Person gelegen, während es andere Minister gibt, die eher ans

große Ganze denken. Und dieses ist, dass die Corona-Lage nicht

dazu taugt, ein politisches Theaterstück aufzuführen. Denn das

Vertrauen der Bevölkerung steht auf dem Spiel. Geht dieses

verloren, dann fallen dem Tiger bald alle Zähne aus.

Typisch Söder: Er drohte den Leuten einsame Weihnachten

an. „Entweder schaffen wir es, in den nächsten vier Wochen

wieder die Zahlen unter Kontrolle zu bekommen – oder es wird

sehr schwierig“, sagte der bayerische Ministerpräsident. „Dann

wird es ein einsames Weihnachten.“ Sprich: Statt Friede, Freude

und Besinnlichkeit schickt Söder den bezahnten Tiger. Er sagt

ja schon jetzt, dass die Ordnungsämter sich ab sofort weniger

um die Falschparker und mehr um die Maskensünder kümmern

sollen. „Es wird Bußgelder geben“, versprach er.

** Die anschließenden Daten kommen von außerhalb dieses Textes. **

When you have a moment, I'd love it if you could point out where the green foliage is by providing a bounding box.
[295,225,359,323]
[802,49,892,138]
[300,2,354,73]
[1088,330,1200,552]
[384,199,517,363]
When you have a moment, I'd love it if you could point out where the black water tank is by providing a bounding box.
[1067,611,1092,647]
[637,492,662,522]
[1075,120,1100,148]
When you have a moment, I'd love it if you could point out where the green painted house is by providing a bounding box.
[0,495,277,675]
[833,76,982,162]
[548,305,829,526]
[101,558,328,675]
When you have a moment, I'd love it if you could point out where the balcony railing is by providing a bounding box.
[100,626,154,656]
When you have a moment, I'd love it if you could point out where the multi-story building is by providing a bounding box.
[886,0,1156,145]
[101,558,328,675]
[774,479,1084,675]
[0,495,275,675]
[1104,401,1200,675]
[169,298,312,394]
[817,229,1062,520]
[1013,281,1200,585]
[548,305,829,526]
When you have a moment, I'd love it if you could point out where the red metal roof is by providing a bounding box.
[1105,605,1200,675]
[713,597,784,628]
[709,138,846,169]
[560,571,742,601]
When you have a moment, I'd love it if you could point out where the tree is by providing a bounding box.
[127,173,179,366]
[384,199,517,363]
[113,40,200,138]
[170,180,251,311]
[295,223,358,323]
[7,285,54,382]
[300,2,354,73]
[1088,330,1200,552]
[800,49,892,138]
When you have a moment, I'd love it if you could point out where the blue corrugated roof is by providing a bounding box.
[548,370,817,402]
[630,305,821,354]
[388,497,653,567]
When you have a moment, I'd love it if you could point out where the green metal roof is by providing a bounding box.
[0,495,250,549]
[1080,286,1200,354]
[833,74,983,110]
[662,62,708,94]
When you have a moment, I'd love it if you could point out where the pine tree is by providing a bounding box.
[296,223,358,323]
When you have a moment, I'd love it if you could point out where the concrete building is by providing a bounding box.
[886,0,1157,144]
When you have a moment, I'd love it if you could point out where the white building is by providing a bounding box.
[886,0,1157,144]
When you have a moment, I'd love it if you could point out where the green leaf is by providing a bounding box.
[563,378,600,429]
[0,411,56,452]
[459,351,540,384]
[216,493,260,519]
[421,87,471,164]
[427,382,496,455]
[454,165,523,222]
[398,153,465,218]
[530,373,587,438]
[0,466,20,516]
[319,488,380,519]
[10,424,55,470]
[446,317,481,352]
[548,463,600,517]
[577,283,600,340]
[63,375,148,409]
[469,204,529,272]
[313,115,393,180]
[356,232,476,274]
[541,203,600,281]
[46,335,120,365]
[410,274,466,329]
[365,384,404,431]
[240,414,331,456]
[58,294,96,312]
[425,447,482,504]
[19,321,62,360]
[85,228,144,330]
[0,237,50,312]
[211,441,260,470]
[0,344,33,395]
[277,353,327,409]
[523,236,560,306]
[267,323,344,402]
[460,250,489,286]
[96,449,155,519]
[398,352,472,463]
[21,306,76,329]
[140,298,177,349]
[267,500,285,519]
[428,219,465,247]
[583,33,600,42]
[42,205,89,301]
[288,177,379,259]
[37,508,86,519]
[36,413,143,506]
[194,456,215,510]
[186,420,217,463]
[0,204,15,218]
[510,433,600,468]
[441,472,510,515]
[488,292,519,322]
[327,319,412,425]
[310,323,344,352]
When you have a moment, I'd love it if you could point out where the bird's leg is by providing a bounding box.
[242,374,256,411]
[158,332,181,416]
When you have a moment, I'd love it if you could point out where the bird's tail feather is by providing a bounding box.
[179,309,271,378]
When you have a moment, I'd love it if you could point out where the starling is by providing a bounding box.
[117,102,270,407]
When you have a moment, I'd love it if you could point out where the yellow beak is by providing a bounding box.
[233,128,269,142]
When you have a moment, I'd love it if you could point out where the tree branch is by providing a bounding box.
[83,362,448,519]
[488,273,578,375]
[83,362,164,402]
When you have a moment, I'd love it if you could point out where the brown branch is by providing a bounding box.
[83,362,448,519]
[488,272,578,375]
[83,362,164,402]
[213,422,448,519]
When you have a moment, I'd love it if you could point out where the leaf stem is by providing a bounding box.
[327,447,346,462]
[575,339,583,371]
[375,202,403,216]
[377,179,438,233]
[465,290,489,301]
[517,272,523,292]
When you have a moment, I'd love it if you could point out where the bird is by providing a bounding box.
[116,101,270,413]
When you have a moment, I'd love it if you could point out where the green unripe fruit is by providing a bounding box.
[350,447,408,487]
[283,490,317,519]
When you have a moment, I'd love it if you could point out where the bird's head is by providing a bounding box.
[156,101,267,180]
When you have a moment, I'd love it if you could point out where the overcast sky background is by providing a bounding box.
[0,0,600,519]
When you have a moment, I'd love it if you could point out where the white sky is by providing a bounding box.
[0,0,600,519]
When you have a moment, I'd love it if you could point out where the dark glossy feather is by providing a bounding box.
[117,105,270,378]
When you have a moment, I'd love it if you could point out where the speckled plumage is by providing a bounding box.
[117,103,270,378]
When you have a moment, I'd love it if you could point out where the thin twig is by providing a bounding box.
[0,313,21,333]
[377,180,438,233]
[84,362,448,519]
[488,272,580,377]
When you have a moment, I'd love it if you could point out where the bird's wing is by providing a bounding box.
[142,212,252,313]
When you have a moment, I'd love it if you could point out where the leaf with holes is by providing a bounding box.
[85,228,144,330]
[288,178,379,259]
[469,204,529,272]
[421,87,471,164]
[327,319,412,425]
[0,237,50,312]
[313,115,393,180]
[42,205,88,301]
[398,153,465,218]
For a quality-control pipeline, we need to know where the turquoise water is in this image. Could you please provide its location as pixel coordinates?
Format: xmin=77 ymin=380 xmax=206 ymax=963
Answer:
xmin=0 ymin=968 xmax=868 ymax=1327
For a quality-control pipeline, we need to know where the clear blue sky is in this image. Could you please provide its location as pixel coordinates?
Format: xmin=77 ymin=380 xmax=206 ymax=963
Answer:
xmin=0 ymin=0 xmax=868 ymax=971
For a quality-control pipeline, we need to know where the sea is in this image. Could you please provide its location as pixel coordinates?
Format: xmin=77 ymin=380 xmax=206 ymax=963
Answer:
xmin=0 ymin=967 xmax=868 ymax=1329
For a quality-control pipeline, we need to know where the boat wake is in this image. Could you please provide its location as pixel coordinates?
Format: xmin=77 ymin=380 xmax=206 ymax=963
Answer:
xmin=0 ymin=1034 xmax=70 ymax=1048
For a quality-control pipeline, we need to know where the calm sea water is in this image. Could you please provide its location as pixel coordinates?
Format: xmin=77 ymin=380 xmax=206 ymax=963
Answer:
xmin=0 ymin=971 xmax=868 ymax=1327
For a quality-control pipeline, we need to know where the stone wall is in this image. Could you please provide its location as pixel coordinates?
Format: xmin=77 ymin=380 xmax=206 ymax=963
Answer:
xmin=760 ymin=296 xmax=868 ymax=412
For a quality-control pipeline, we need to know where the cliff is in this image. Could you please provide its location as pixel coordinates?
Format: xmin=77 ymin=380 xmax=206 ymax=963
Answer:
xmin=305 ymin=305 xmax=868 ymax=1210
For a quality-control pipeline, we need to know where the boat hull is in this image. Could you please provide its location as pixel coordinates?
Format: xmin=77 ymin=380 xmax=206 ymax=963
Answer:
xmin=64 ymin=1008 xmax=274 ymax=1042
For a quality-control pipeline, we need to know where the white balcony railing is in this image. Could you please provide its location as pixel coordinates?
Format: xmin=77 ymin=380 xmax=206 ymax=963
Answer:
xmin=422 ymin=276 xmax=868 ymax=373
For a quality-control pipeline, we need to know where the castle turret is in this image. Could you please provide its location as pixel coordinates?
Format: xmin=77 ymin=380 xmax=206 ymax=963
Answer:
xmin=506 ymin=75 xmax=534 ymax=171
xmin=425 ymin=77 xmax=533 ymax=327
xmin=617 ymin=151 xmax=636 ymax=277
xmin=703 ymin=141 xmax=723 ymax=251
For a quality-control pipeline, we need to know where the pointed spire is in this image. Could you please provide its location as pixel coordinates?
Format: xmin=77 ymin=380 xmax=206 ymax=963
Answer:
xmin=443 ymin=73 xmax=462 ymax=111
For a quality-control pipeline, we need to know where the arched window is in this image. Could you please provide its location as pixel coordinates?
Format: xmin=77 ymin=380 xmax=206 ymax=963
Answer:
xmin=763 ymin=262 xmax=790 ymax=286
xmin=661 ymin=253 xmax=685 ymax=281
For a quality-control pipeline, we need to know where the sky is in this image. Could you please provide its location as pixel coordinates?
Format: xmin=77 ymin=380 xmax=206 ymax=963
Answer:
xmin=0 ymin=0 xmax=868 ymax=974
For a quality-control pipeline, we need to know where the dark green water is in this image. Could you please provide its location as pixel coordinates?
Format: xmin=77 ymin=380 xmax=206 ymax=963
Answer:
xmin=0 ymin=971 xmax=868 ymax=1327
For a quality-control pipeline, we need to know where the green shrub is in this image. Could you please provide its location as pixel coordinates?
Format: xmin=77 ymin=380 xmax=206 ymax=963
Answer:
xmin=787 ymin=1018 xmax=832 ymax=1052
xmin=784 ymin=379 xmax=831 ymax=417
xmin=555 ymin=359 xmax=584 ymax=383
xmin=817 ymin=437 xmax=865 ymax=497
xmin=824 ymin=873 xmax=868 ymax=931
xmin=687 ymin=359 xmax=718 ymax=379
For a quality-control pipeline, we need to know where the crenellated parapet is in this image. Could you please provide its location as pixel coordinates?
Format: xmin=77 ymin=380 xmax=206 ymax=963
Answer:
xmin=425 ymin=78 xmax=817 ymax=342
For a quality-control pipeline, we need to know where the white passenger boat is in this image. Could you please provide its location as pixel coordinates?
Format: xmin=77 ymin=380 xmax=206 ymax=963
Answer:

Überhitzt wie Söder nunmal ist, kommt er fast täglich mit

einer neuen Idee um die Ecke. „Ich bin ein überzeugter Föderalist,

aber ich glaube, dass der Föderalismus zunehmend an seine

Grenze stößt“, sagte Söder. Bayerns Ministerpräsident ist bereit,

zur Bekämpfung der Pandemie Kompetenzen von den Ländern

auf den Bund zu verlagern. Na ja, nicht wenige seiner Kollegen

haben erkannt, dass dies wohl ein Trick ist, da Söder in Bayern

die schlechtesten Zahlen aller Bundesländer zu verantworten

hat. Unterm Strich sind solche Manöver schädlich, weil sie den

Eindruck erwecken, dass es mehr um Selbstdarstellung als um

echte Problemlösung geht. Markus Söder ist der Dompteur eines

Tigers, den man auch „Karriere machen wollen“ nennt.